The main Blink-side concepts related to MediaStreams will remain as-is. These are WebMediaStream, WebMediaStreamTrack, and WebMediaStreamSource.
In Content, there will be a content::MediaStreamTrack and content::MediaStreamSource, each with Audio and Video subclasses and each available to higher levels through the Content API. These will be directly owned by their Blink counterparts via their ExtraData field.
A MediaStream is mostly just a collection of tracks and sources. The Blink-side representation of this collection should be sufficient, with no need for this collection concept in Content.
A content::MediaStreamSource can be thought of as receiving raw data and processing it
(e.g. for echo cancellation and noise suppression) on behalf of one or more content::MediaStreamTrack objects.

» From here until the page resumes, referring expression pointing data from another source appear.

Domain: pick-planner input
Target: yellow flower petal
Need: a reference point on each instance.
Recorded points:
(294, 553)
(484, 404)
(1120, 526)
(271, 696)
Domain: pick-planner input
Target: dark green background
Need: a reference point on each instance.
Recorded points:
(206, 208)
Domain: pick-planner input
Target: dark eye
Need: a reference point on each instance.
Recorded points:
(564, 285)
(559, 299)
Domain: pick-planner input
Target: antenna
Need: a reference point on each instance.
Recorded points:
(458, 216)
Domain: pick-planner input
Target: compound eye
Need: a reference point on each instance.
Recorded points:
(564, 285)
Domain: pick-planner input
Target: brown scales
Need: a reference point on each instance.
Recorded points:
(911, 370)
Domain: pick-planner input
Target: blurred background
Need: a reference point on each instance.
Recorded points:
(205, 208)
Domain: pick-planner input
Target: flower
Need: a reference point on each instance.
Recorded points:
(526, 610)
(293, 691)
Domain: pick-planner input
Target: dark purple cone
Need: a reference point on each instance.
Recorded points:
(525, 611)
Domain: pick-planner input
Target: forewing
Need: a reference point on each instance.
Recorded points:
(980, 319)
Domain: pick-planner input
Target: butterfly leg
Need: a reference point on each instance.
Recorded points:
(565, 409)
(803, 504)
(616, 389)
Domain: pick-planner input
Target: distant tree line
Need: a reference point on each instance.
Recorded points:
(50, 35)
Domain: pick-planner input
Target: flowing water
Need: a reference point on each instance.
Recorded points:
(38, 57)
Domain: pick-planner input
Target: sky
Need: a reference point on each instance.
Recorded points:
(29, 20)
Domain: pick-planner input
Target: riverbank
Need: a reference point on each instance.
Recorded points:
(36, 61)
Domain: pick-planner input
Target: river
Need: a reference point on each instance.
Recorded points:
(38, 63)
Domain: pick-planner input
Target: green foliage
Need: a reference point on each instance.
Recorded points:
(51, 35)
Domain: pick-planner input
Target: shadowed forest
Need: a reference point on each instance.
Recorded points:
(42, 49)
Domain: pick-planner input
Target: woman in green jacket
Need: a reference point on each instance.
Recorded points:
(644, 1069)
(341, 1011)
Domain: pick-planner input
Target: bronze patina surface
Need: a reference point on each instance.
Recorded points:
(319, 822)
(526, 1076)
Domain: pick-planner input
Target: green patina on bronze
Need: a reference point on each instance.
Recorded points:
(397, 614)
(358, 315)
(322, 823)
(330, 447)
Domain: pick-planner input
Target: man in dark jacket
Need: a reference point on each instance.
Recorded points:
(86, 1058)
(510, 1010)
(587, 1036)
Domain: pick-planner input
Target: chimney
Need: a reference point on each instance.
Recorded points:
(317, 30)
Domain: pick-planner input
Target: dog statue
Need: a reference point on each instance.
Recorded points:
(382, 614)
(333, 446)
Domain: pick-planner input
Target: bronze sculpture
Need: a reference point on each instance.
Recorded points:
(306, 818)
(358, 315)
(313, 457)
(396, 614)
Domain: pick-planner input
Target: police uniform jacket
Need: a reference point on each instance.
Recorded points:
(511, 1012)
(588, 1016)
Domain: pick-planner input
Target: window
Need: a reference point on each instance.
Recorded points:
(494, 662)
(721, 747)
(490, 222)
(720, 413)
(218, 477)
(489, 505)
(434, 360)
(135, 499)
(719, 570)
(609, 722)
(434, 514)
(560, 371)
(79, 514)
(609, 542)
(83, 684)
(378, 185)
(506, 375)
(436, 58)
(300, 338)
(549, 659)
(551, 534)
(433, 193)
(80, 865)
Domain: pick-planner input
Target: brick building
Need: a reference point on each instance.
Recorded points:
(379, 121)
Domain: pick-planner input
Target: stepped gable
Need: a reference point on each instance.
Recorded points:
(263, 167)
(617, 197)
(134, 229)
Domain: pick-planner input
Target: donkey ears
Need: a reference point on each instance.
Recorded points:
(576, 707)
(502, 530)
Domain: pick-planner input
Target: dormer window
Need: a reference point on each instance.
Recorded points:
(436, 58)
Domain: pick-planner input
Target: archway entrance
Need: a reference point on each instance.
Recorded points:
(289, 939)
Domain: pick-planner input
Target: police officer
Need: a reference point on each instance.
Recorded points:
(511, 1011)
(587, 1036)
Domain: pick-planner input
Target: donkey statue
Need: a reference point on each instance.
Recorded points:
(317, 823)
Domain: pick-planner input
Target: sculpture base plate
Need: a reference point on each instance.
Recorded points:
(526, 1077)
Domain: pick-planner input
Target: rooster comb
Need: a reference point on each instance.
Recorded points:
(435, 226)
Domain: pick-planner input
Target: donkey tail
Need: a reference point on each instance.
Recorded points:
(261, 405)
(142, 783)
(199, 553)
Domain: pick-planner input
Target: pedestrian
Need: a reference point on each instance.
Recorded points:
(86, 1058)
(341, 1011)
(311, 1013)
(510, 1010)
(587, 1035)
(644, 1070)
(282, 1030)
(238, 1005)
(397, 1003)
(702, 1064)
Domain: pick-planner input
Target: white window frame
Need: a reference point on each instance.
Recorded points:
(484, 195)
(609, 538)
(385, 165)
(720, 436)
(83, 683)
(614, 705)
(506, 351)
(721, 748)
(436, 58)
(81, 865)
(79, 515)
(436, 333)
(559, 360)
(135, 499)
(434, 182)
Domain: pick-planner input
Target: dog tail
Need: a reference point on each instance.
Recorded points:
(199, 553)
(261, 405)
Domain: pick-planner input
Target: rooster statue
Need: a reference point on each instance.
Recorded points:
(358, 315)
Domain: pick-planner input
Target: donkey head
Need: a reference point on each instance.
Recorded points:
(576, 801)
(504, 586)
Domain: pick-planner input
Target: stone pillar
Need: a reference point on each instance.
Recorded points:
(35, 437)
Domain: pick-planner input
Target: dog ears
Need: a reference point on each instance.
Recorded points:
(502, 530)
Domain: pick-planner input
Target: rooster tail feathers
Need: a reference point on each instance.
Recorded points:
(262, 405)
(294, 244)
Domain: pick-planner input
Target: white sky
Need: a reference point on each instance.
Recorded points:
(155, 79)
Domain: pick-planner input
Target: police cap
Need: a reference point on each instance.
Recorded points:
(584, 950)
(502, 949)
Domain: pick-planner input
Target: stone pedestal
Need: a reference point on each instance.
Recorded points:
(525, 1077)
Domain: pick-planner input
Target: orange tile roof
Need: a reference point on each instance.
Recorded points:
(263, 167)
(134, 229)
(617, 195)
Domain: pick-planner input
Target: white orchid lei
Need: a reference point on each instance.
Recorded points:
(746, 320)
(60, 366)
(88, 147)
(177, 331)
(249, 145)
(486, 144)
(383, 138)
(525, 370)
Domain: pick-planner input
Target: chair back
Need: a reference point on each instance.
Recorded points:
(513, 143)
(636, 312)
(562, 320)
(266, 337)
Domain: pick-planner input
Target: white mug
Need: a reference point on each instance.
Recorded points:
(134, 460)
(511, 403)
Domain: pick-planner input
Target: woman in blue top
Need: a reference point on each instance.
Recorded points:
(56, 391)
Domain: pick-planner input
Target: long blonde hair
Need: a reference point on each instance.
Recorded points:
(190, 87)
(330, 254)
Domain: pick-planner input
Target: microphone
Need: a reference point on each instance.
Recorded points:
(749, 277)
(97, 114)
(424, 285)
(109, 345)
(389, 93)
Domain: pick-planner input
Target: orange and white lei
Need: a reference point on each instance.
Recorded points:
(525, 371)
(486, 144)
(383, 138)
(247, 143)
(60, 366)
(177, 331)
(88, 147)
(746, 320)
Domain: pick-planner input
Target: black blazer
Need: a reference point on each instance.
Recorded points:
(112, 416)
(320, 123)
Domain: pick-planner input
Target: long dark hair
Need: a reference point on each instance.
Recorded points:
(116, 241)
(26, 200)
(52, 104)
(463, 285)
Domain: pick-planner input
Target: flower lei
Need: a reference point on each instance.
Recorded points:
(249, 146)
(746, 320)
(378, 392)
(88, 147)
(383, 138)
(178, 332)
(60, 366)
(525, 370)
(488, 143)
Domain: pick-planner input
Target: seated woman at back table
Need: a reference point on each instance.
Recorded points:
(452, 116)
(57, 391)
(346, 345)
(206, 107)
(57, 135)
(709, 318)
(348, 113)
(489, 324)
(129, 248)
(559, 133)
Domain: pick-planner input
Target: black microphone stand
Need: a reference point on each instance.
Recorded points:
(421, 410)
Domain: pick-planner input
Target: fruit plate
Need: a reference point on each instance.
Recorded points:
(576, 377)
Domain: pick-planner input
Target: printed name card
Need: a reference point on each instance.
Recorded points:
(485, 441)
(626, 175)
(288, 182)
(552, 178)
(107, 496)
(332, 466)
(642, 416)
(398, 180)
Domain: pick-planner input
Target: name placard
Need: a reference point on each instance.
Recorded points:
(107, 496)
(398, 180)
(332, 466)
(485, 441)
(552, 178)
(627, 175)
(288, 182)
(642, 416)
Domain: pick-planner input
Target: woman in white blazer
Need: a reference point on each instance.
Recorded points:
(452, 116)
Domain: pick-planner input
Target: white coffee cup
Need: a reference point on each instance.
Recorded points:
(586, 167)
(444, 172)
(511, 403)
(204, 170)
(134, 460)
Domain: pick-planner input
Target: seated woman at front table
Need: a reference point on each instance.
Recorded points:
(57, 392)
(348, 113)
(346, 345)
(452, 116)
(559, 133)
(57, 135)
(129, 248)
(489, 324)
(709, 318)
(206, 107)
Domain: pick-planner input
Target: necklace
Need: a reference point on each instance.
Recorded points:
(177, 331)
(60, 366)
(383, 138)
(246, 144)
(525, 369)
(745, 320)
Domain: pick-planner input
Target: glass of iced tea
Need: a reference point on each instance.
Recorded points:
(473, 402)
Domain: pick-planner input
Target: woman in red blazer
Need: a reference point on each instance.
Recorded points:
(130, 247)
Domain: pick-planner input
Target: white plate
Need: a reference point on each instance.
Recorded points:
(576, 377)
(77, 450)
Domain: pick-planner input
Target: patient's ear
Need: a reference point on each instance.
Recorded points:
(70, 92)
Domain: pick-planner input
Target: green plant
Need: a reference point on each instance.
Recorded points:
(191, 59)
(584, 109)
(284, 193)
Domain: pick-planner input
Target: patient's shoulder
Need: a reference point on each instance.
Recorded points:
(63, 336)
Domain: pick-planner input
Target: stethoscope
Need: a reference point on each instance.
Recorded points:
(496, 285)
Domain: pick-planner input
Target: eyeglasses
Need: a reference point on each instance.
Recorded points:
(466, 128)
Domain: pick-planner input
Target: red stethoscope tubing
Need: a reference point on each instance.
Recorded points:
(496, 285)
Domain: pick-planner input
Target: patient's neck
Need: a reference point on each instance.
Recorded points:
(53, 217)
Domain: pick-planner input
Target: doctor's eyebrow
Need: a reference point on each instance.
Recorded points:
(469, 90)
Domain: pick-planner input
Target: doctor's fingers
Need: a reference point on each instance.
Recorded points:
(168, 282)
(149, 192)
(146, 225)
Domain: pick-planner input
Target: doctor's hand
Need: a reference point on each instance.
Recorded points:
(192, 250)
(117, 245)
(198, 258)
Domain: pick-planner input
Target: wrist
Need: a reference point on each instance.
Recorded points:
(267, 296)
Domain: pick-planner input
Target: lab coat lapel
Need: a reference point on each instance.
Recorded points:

A media::MediaSink interface (with Audio and Video subclasses) can be implemented by Content and layers above it in order to register as a sink (and unregister prior to destruction) with a content::MediaStreamTrack, thereby receiving the audio or video bitstream from the track, and necessary metadata.
Sinks are not owned by the track they register with.
A content::MediaStreamTrack will register with a content::MediaStreamSource (and unregister prior to destruction). The interface it registers will be a media::MediaSink. Additionally, on registration the track will provide the constraints for the track, which among other things indicate which type of audio or video processing is desired.
Figure 2 - Showing processing module ownership in a source.
A source will own the processing modules for the tracks registered with it, and will create just one such module for each equivalent set of constraints. Shown here are audio processing modules or APMs, but in the future we expect to have something similar for video e.g. for scaling and/or cropping.
The Content and Blink layers will also collaborate to enable piping the media from the various tracks in a MediaStream over a PeerConnection.
Layers embedding Content (e.g. the Chrome layer) may also implement application-specific sinks for MediaStreamTracks. These might be local or remote-destined.
Above the level of sources, we will have a push model. Sources will push data to tracks, which in turn will push data to sinks.
Sources may either have raw data pushed to them (e.g. in the case of local media capture), or will need to pull data (e.g. in the case of media being received over a PeerConnection). This distinction will be invisible to everything above a source.
A source will have methods to allow pushing media data into it. It will also allow registering a media::MediaProvider (which will have Audio and Video subclasses) from which the source can pull. The source takes ownership of the MediaProvider.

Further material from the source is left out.